Since the Neeraj Grover case has been widely reported in the press, I could tell you the rest of the story of this film and it would still not spoil the experience for you. Because it’s not the actual story but the way Ramu tells it that makes Not A Love Story an unexpectedly interesting film.

What I really really like about this film is its completely non-judgmental tone towards the two main players in the case, Anusha and Robin, although their prototypes Susairaj and Matthew have been crucified by sections of the Indian media and public who played judge, jury and executioner even before a judicial verdict was pronounced. Was Anusha an evil woman who deliberately framed Ashish to redeem herself in her boyfriend’s eyes? Or did she just lie without thinking in a moment of panic, the way many human beings do, causing circumstances to spiral out of control in a way she couldn’t possibly have predicted? Did Anusha sleep with Ashish because she felt sorry for him, or because she felt the pressure to please him to save her career, or out of sheer gratitude? At no point is Anusha painted as an evil scheming witch who would do anything and everything to fulfill her ambitions … though blaming a career-minded woman might have been the populist thing to do.

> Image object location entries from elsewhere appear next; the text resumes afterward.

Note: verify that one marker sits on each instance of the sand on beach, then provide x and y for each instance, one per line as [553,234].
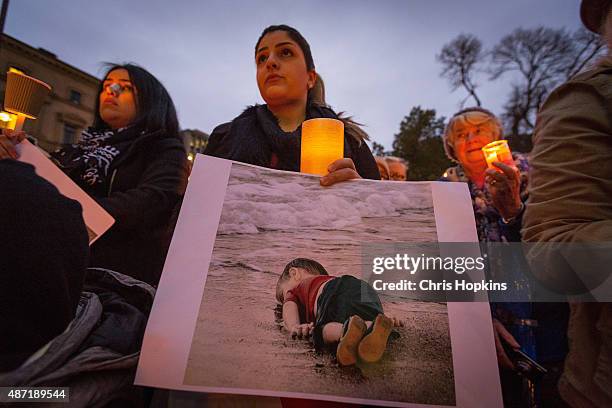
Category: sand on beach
[238,344]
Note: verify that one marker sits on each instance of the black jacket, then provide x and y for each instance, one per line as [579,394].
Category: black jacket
[144,187]
[254,137]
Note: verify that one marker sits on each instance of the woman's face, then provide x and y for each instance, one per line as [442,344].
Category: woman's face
[118,102]
[282,76]
[470,136]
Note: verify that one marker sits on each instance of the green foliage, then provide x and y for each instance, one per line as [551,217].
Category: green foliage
[420,142]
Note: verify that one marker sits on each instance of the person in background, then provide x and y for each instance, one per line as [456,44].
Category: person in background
[398,168]
[132,161]
[498,199]
[61,324]
[571,202]
[383,168]
[269,135]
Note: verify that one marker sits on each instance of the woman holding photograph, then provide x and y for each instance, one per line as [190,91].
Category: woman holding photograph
[132,161]
[269,135]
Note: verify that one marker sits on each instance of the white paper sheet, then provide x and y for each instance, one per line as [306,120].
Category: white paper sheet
[97,220]
[181,296]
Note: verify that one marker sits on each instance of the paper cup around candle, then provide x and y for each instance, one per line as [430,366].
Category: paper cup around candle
[24,95]
[322,144]
[498,151]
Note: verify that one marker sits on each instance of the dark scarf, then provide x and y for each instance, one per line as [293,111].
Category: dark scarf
[95,152]
[256,136]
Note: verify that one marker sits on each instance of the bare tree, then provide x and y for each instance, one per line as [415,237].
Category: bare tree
[543,58]
[459,59]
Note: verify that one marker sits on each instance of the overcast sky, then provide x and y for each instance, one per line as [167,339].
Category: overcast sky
[377,57]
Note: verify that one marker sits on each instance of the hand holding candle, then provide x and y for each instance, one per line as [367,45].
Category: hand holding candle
[24,96]
[498,151]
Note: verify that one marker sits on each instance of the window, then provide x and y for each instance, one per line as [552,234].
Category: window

Equally interesting and courageous is the way Ramu has, in a sense, belled the cat without being harsh on Neeraj Grover who has been painted in popular opinion as a hapless victim of Susairaj and Matthew’s machinations, while the whiff of the casting couch in this case has been largely glossed over. Ashish from the film could not possibly have been so naïve as to not detect Anusha’s desperation for a break. But Ramu leaves it to us, the audience, to decide whether he was callously tapping into that desperation or he was also genuinely attracted to her?

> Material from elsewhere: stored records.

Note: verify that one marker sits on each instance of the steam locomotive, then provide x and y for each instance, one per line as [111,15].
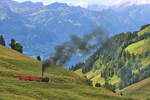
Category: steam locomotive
[29,78]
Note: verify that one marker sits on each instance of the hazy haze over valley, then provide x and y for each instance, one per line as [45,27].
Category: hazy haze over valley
[41,27]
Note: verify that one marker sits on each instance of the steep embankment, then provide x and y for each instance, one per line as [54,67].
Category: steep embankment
[121,62]
[140,89]
[63,85]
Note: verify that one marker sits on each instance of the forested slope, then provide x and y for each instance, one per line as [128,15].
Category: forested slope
[123,60]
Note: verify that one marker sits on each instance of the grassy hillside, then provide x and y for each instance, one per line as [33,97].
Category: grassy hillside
[63,85]
[140,89]
[122,62]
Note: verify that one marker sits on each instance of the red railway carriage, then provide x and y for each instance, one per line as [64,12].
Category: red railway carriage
[33,79]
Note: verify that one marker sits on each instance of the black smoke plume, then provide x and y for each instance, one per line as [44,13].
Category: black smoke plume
[76,45]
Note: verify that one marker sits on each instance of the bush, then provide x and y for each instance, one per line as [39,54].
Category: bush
[97,85]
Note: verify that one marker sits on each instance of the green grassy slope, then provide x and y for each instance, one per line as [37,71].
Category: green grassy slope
[63,85]
[129,64]
[140,89]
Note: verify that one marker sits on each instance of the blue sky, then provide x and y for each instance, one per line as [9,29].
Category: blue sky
[85,3]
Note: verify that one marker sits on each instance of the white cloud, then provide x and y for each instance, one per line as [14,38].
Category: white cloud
[143,2]
[85,3]
[82,4]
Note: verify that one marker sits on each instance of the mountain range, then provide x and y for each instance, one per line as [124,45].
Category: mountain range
[40,27]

The matter of factness of the narrative is the USP of Not A Love Story. It’s worthy of a special mention because Indian film makers tend to avoid making films on recent history and current events, and audiences seem averse to such efforts too. Well, if a real-life crime fresh in public memory is to be transferred to celluloid, then I guess this is the best tone to adopt.

The lead trio of Not A Love Story acquit themselves very well though Dobriyal deserves to be singled out for a nuanced performance. What does this film in though is the eccentricity that leads the director to use highly distracting and hard-to-watch camera angles and movements. At first, when his lens kept focusing on Anusha’s various body parts, I thought perhaps this was meant as a comment on the exploitative nature of the glamour industry that would be gradually revealed to us through the film. But when the focus then shifted – quite untitillatingly – sometimes to her knee, sometimes to another character’s shoulder, then it came across as mere idiosyncracy. It was not offensive or pretentious as much as ridiculously unnecessary, because elsewhere in the film Ramu actually managed to convey a sense of gloom, doom and foreboding in Anusha’s life through the same camera. The mood is further built up with the repeated playing of the title song from Rangeela, Ramu’s far more positive earlier take on the struggle to enter Bollywood.

Not A Love Story is not as graphically violent as you might expect – in fact, it’s far from being sensationalist in that respect. It was, however, hard to hold on to my concentration when I could feel a migraine coming on because of the pointlessly jerky camera. If, unlike me, you are not prone to headaches, do try to catch this unusual, experimental Hindi film that will remind you in part of the Ramu we all once loved.